Diffuse = (IntegrateAboutHemisphere(Visibility(L) * (N dot L)) / Pi) * (IntegrateAboutHemisphere(Lighting(L) * (N dot L)) / Pi)

Unfortunately this is not the same integral that we used earlier for computing direct lighting, since you generally can't just pull out terms from an integral like that and get the correct result. The only time we can do this is if the Lighting term is constant for the entire hemisphere, in which case we can pull it out like this:

Diffuse = Lighting * IntegrateAboutHemisphere(Visibility(L) * (N dot L)) / Pi

Which means that we can plug in the AO like so:

Diffuse = Lighting * AO

and it works! Unfortunately, the case we've constructed here isn't a very realistic one for two reasons:

- Very rarely is the incoming lighting constant in all directions surrounding a surface, unless perhaps if you live in The Matrix.
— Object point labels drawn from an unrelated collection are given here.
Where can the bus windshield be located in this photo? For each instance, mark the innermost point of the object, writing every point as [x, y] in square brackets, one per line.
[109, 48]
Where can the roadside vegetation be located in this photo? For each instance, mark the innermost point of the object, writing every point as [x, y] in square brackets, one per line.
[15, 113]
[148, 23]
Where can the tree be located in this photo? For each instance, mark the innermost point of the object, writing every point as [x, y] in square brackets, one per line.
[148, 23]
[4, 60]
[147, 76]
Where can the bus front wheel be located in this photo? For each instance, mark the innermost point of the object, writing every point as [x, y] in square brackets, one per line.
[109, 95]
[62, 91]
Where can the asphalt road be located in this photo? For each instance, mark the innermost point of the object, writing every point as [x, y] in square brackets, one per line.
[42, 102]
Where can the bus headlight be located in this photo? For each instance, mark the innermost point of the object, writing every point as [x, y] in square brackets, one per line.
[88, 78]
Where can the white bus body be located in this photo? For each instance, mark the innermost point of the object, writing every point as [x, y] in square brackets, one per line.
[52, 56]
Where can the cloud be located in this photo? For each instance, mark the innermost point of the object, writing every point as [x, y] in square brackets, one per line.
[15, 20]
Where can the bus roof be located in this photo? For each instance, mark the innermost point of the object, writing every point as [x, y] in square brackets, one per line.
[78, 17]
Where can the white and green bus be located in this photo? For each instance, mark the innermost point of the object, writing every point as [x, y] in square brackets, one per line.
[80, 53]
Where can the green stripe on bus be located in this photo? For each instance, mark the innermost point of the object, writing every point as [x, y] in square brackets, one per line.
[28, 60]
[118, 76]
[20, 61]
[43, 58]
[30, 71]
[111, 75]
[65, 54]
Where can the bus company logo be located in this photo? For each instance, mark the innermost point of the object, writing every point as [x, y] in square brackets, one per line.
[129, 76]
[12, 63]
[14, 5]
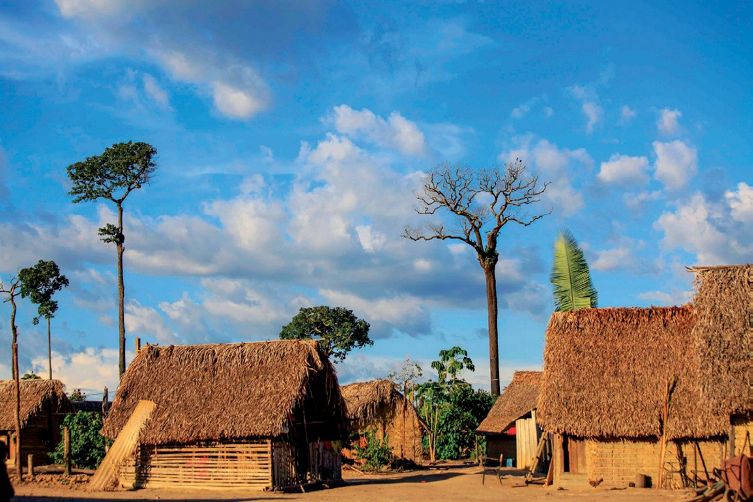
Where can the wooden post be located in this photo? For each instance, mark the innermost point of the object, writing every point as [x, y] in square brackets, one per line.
[67, 451]
[559, 459]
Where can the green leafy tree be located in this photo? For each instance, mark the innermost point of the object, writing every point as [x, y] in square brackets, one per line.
[377, 452]
[113, 175]
[87, 444]
[480, 203]
[11, 290]
[40, 283]
[571, 279]
[452, 362]
[338, 328]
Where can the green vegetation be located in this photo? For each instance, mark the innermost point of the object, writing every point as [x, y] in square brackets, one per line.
[87, 444]
[338, 329]
[376, 453]
[570, 277]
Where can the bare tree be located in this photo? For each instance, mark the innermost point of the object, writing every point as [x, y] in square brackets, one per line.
[12, 290]
[480, 203]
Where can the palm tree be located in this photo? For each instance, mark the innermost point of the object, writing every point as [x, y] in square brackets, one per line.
[573, 289]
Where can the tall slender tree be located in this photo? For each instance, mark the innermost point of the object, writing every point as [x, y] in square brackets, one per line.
[571, 279]
[480, 203]
[40, 283]
[12, 290]
[121, 169]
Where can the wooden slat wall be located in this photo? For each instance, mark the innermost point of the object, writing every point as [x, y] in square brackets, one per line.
[223, 465]
[618, 461]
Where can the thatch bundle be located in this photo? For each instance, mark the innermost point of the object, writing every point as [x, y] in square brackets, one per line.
[722, 334]
[606, 372]
[364, 400]
[34, 395]
[227, 391]
[518, 399]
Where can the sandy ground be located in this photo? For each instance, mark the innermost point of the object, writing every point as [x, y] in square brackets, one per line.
[454, 483]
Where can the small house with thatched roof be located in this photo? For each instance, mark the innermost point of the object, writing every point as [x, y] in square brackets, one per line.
[43, 407]
[380, 406]
[510, 427]
[663, 393]
[258, 415]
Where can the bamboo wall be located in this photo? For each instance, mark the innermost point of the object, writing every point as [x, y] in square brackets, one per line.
[618, 462]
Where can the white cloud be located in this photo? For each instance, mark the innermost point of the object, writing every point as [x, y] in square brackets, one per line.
[624, 170]
[676, 163]
[626, 115]
[741, 203]
[668, 122]
[395, 132]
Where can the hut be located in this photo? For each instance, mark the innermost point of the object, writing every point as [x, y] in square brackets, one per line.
[260, 415]
[379, 405]
[510, 427]
[622, 384]
[43, 407]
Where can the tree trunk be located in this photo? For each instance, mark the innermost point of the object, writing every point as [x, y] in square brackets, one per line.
[49, 347]
[121, 295]
[491, 305]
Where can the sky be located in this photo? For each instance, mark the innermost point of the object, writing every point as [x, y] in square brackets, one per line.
[292, 134]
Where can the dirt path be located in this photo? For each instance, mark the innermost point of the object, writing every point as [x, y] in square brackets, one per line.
[453, 484]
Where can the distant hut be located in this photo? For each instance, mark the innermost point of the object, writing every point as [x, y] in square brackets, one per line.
[43, 407]
[379, 405]
[256, 415]
[510, 427]
[606, 377]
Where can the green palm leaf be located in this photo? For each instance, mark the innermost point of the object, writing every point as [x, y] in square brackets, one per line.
[570, 277]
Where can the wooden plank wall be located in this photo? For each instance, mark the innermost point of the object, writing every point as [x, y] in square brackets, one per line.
[618, 462]
[220, 465]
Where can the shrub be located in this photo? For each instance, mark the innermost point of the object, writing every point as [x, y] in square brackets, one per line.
[87, 444]
[376, 453]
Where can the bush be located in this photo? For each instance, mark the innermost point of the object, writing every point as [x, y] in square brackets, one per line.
[87, 444]
[377, 453]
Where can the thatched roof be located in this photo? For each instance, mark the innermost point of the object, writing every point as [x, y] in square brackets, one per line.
[518, 399]
[228, 391]
[34, 394]
[364, 399]
[724, 305]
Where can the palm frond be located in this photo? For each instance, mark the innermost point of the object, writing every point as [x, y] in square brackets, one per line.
[570, 277]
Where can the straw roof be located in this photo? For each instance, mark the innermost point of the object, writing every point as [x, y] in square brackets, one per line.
[34, 395]
[365, 399]
[518, 399]
[723, 305]
[606, 373]
[228, 391]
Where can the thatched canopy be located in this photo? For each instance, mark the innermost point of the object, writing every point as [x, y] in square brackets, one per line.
[35, 394]
[229, 391]
[365, 399]
[724, 305]
[518, 399]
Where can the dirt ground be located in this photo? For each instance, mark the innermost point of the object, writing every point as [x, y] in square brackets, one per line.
[453, 483]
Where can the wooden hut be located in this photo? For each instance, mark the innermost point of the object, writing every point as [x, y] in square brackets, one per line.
[262, 415]
[610, 374]
[43, 407]
[379, 405]
[510, 427]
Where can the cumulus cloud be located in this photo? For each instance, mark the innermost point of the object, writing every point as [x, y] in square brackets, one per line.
[624, 170]
[708, 230]
[676, 163]
[669, 122]
[395, 132]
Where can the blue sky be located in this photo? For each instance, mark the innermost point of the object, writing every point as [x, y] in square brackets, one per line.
[291, 135]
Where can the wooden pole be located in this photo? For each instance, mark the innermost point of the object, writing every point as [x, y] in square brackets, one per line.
[67, 451]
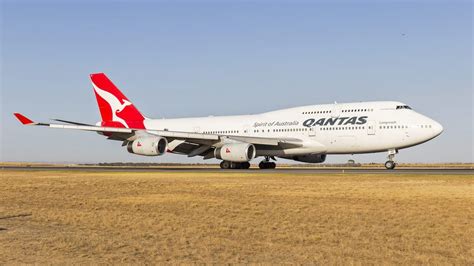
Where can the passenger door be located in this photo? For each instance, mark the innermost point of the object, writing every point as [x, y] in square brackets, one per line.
[371, 127]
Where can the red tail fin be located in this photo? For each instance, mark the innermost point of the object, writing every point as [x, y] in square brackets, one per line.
[115, 108]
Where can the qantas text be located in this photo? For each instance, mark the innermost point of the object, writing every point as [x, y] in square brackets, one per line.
[335, 121]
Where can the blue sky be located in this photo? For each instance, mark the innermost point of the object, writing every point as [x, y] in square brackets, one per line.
[208, 58]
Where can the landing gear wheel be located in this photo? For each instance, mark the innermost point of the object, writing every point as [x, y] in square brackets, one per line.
[245, 165]
[225, 165]
[267, 165]
[390, 165]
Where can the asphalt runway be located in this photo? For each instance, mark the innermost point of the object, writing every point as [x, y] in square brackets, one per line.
[412, 171]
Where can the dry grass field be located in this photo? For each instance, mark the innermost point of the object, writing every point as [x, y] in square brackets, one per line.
[92, 217]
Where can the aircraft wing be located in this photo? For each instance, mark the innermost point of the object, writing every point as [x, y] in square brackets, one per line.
[199, 139]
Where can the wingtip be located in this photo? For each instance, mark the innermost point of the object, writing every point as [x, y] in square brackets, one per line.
[23, 119]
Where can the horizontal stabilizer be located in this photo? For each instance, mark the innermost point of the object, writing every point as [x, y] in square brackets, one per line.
[23, 119]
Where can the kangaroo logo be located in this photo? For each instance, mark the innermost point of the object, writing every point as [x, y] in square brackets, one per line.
[115, 105]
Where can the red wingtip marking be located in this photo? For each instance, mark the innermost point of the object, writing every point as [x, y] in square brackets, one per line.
[23, 119]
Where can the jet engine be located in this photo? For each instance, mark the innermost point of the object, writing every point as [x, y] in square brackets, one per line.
[310, 158]
[236, 152]
[148, 146]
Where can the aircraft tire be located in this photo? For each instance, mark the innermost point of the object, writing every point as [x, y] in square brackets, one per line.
[390, 165]
[225, 165]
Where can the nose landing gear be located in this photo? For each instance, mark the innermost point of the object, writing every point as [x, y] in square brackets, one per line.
[390, 164]
[266, 164]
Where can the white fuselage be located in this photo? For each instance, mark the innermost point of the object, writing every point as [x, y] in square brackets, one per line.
[342, 128]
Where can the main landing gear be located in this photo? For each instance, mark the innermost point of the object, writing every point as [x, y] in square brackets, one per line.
[266, 164]
[234, 165]
[390, 164]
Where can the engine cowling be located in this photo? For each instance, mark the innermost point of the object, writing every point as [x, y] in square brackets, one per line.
[236, 152]
[148, 146]
[310, 158]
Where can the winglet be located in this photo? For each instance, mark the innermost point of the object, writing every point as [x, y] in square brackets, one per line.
[23, 119]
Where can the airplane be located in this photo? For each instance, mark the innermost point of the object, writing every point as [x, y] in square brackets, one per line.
[304, 134]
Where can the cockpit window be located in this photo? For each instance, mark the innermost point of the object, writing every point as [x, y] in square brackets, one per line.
[403, 107]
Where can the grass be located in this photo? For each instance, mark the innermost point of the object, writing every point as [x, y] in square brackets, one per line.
[89, 217]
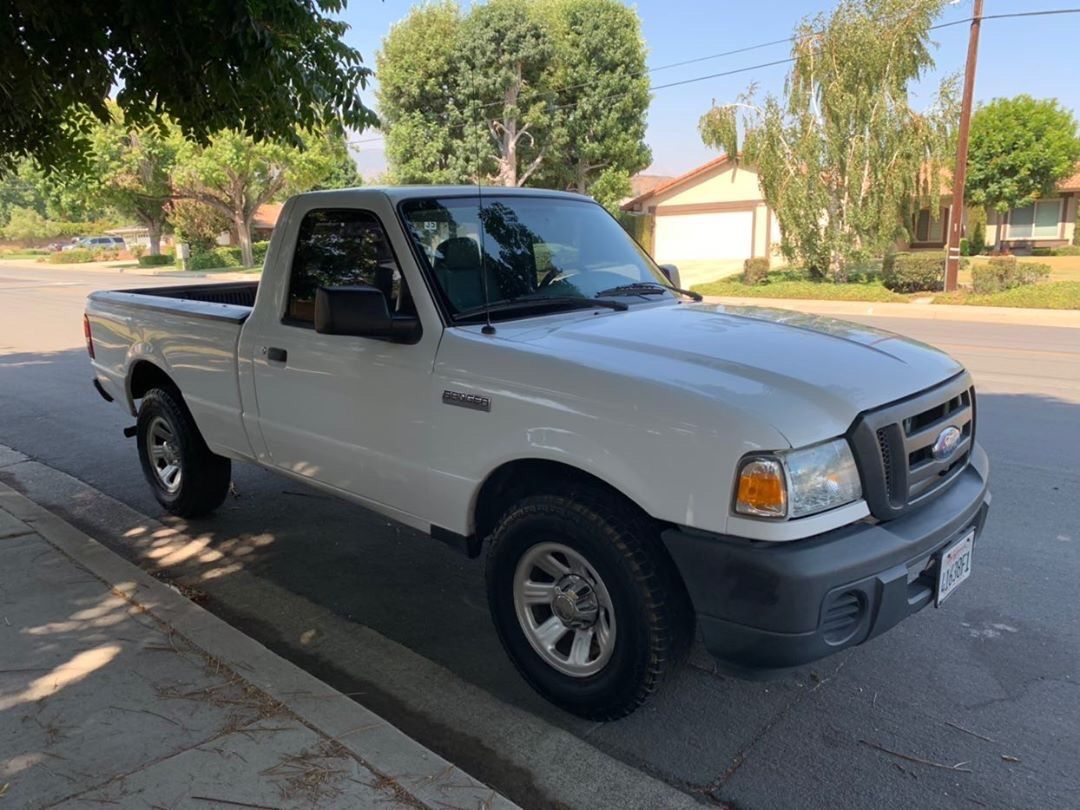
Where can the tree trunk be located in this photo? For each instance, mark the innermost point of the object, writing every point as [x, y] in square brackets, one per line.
[243, 226]
[153, 228]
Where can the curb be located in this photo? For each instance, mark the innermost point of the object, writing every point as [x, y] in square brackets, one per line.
[1016, 316]
[383, 747]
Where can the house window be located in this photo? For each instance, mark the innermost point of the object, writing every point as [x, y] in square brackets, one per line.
[1038, 220]
[928, 229]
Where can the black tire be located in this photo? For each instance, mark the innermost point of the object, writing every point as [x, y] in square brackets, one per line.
[651, 608]
[204, 476]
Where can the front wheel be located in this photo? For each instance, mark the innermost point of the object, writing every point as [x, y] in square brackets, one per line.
[186, 476]
[585, 602]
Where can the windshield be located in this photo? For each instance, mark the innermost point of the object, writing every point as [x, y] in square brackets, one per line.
[534, 248]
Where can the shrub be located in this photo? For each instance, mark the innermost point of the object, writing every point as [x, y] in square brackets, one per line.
[914, 272]
[1006, 272]
[755, 270]
[226, 257]
[78, 256]
[160, 260]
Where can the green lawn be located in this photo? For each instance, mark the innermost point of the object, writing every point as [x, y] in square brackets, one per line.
[1051, 295]
[795, 284]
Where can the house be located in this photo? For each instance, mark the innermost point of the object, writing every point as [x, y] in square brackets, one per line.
[709, 220]
[1048, 223]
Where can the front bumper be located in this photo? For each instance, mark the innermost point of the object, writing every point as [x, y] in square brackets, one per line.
[765, 606]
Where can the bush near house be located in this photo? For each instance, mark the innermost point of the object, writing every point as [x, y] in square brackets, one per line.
[226, 257]
[755, 270]
[160, 260]
[914, 272]
[1006, 272]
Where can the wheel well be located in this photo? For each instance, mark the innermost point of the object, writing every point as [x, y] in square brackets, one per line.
[145, 376]
[517, 478]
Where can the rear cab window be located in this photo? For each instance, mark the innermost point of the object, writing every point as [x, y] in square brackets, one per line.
[338, 247]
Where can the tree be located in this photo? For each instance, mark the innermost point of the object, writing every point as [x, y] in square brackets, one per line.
[602, 97]
[514, 92]
[261, 67]
[1020, 148]
[844, 157]
[234, 175]
[417, 66]
[133, 170]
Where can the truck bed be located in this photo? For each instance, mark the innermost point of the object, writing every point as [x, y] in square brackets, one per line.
[231, 301]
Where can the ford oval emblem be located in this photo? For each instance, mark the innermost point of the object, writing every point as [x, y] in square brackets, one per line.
[946, 443]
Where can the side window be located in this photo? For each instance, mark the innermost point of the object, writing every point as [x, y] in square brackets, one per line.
[341, 247]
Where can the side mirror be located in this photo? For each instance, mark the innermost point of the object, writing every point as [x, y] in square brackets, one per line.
[672, 272]
[362, 311]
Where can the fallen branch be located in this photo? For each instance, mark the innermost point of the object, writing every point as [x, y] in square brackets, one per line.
[958, 767]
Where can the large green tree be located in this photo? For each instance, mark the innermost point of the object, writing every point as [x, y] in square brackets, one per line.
[234, 174]
[516, 92]
[602, 95]
[1020, 148]
[262, 68]
[133, 169]
[844, 154]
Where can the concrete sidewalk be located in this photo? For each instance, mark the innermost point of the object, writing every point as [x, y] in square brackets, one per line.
[117, 690]
[1062, 318]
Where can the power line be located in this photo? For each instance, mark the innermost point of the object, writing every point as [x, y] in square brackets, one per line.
[709, 77]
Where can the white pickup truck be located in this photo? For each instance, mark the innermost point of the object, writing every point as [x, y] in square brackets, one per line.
[510, 373]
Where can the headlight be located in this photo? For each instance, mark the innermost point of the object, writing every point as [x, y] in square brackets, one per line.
[798, 483]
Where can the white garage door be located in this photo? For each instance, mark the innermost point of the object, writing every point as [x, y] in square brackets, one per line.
[724, 234]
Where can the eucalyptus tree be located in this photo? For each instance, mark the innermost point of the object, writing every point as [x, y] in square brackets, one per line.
[844, 157]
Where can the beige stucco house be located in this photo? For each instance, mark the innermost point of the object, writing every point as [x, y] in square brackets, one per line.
[710, 219]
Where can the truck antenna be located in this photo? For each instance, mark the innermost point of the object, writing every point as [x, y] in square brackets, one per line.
[488, 326]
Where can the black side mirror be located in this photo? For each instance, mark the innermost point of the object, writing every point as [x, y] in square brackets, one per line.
[362, 311]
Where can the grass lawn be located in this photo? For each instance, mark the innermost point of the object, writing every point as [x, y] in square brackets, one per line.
[795, 284]
[1050, 295]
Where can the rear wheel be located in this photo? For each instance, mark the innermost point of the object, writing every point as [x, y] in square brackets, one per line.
[186, 476]
[585, 601]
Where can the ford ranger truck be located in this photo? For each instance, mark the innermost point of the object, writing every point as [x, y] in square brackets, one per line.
[510, 373]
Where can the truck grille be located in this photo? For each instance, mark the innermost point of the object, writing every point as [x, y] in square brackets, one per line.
[895, 446]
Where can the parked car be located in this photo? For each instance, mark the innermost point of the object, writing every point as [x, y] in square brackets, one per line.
[511, 373]
[96, 243]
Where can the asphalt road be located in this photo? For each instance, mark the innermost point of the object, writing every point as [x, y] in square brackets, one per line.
[987, 684]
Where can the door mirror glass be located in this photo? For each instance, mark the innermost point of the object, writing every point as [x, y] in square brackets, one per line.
[672, 272]
[361, 310]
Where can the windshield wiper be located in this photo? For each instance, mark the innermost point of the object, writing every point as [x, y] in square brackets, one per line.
[648, 287]
[527, 304]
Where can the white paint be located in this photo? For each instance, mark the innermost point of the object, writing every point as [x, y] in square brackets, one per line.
[661, 402]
Even for the case of a skydome you have some spots that are brighter with different hue due to sun scattering, or cloud coverage. For such cases you need to perform Visibility * Lighting inside of the integral in order to get the correct direct lighting. However, the approximation can still be fairly close to the ground truth as long as the lighting is pretty low frequency (in other words, the intensity/hue doesn't rapidly change from one direction to another). For high-frequency lighting, the approximation will be pretty poor. The absolute worse case is an infinitely small point light, which should produce perfectly hard shadows.
- In reality, indirect lighting will be bouncing off of the geometry surrounding the surface. For AO we basically assume that all of the surrounding geo is totally black and has no light reflecting off of it, which is of course never the case. When considering purely emissive light sources it's okay to have a visibility term like we had in our integral, however you then need to have a second integral that integrates over the hemisphere and computes indirect lighting from all other visible surfaces.

Reason #1 is why you see the general advice to only apply it to "ambient" terms, since games often partition lighting into low-frequency indirect lighting (often computed offline) that's combined with high-frequency direct lighting from analytical light sources. The "soft" AO occlusion simply doesn't look right when applied to small light sources, since the shadows should be "harder" for those cases. You also don't want to "double darken" your lighting for cases where the dynamic lights also have a dynamic shadowing term from shadow maps.

As for #2, that's tougher. Straightforward AO will *always* over-darken compared to ground truth, since it doesn't account for bounce lighting. It's possible to do a PRT-style computation where you try to precompute how much light bounces off of neighboring surfaces, but that can exacerbate issues caused by non-constant lighting about the hemisphere, and also requires having access to the material properties of the surfaces. It's also typically not possible to this very well for real-time AO techniques (like SSAO), and so you generally don't see anyone doing that. Instead it's more common to have hacks like only considering close-by surfaces as occluders, or choosing a fixed AO color to fake bounced lighting.